Suddenly, the price finally starts to fall.

Do you see something? Look at the black line in the example. The last double bottom followed by a bullish rectangle creates a head and shoulders. The next low after that creates a second shoulder. This is a good formation of the head and shoulders. In order to confirm the pattern, we need a price that will break and close the price beyond the neck line formation. Thus, we connect the two bases that create the head and we get our neck line. The opportunity to sell EUR/USD occurs immediately after the price has broken through the neck line. We could sell EUR/USD and place a stop loss just above the pattern's last shoulder, as shown in the image. We want to stay in short position until the price completes the size of the pattern.

Then a corrective rising wedge appears. And you have options: close the head and shoulders position, and then open another short position to trade the rising wedge. Another option is to stay in the head and shoulders short position until the wedge is completed. In both cases, you will make a solid profit from the head and shoulders pattern.

Conclusion

Forex chart patterns are technical patterns on the chart that give us clues about possible price movements.

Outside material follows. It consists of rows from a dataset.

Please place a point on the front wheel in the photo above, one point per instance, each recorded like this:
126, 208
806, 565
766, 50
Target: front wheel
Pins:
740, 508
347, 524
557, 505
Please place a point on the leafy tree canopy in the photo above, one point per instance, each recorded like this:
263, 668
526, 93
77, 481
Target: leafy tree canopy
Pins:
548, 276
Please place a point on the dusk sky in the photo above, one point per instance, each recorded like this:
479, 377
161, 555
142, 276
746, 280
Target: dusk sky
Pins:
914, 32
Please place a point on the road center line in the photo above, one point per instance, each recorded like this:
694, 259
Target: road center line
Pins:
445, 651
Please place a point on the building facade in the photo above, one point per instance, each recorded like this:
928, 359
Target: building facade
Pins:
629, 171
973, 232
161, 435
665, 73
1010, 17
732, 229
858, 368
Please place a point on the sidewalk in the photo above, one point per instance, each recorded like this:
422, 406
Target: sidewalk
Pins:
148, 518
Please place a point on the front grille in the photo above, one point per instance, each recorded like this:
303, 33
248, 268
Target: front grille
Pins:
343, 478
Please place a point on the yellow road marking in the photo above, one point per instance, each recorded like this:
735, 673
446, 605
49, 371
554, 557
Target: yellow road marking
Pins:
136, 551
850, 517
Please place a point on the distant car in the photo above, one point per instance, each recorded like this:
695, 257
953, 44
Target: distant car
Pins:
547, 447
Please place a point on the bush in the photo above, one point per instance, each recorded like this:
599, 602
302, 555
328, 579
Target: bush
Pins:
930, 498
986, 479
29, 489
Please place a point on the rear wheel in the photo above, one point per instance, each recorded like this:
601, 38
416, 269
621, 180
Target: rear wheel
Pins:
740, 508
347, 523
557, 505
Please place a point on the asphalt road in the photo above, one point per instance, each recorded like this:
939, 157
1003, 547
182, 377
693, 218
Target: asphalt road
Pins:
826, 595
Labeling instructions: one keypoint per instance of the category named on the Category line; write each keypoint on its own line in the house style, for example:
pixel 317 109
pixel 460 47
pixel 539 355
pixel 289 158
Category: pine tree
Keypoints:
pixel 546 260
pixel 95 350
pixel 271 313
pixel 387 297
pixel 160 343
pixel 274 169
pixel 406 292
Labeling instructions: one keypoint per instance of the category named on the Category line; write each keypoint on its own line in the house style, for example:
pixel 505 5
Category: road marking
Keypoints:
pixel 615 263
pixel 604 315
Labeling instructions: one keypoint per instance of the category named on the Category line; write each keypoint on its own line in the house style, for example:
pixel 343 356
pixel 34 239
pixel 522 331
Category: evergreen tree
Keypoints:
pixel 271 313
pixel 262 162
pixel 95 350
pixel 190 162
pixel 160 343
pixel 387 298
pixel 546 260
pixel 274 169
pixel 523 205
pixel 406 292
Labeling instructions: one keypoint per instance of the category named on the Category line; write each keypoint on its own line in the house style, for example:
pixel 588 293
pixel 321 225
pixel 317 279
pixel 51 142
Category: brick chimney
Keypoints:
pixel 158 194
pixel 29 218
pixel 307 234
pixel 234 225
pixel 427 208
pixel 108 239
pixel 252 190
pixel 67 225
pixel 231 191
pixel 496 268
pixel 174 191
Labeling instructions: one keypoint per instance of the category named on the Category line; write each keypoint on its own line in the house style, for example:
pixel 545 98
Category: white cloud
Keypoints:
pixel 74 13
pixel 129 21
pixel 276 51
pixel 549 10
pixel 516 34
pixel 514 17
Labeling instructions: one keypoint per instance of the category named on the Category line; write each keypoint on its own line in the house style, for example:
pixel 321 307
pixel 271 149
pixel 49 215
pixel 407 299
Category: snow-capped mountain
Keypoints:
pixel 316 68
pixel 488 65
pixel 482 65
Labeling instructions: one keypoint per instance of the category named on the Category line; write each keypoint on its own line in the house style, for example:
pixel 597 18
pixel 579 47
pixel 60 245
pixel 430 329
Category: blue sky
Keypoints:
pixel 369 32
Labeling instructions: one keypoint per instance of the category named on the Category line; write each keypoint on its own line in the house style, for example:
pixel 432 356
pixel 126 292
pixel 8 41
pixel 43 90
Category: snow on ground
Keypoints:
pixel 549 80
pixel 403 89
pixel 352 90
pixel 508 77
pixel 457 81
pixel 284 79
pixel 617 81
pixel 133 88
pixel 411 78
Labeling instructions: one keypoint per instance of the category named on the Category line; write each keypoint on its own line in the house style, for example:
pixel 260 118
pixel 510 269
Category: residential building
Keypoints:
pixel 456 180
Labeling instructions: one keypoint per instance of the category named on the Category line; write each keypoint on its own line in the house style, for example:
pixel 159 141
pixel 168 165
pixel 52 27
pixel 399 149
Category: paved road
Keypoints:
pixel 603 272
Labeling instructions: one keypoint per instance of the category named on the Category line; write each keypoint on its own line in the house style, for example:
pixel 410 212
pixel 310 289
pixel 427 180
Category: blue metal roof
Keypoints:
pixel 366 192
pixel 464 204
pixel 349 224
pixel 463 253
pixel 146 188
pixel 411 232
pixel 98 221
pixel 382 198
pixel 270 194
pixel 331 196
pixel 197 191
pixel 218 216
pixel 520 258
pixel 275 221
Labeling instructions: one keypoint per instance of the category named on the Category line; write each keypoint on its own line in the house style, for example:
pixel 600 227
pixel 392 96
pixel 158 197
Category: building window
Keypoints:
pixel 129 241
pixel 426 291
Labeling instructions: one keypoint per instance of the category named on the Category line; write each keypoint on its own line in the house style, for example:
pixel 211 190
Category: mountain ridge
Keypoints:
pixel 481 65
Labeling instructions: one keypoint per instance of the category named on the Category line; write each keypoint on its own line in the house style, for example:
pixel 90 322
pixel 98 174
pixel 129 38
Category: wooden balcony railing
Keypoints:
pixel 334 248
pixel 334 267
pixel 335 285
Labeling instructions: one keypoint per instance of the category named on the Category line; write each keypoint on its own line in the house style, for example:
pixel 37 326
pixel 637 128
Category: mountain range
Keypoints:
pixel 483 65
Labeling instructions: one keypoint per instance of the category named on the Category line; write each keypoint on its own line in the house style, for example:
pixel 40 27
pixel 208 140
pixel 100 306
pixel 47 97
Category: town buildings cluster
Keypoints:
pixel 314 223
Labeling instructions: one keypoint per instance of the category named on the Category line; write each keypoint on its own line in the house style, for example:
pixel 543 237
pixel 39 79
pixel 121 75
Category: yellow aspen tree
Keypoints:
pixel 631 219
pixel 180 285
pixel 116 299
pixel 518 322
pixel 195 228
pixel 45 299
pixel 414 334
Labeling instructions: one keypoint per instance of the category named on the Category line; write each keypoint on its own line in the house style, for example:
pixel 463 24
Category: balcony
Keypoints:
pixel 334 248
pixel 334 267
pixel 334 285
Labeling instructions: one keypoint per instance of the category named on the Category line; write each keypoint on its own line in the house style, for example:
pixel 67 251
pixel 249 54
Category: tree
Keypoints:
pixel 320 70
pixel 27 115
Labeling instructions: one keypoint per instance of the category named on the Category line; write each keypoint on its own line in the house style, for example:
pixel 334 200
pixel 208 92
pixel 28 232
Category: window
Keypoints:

Graphic models are classified into three types:

  • Continuation Models
  • Reversal patterns
  • Neutral Models

Some of the most important trend continuation patterns are:

  • Pennants
  • Rectangles
  • Correction wedges

Some of the most important trend reversal patterns are:

  • Double/Triple top/bottom
  • Reversal wedge
  • Ascending and Descending Triangles

One of the most popular neutral shapes is the Symmetrical Triangle.

All of these chart patterns have a price movement trend equal to the size of the pattern itself.

In Forex, a descending triangle appears when currency pair is in a downtrend and is trying to reverse. At this time, the currency pair is supported by enough demand from buyers to lock in the price, while making consistently lower highs. This results in a drop in volatility as the price contracts into a narrowing range. This forms the characteristic Descending Triangle.

After that, the market usually breaks the lower boundary of the triangle. This pattern indicates a trend continuation, not a reversal.

In markets that are less liquid than Forex, traders usually only pay attention to patterns covering longer periods of time (weeks or months).

However, in Forex, these patterns can appear and trade profitably on different time frames.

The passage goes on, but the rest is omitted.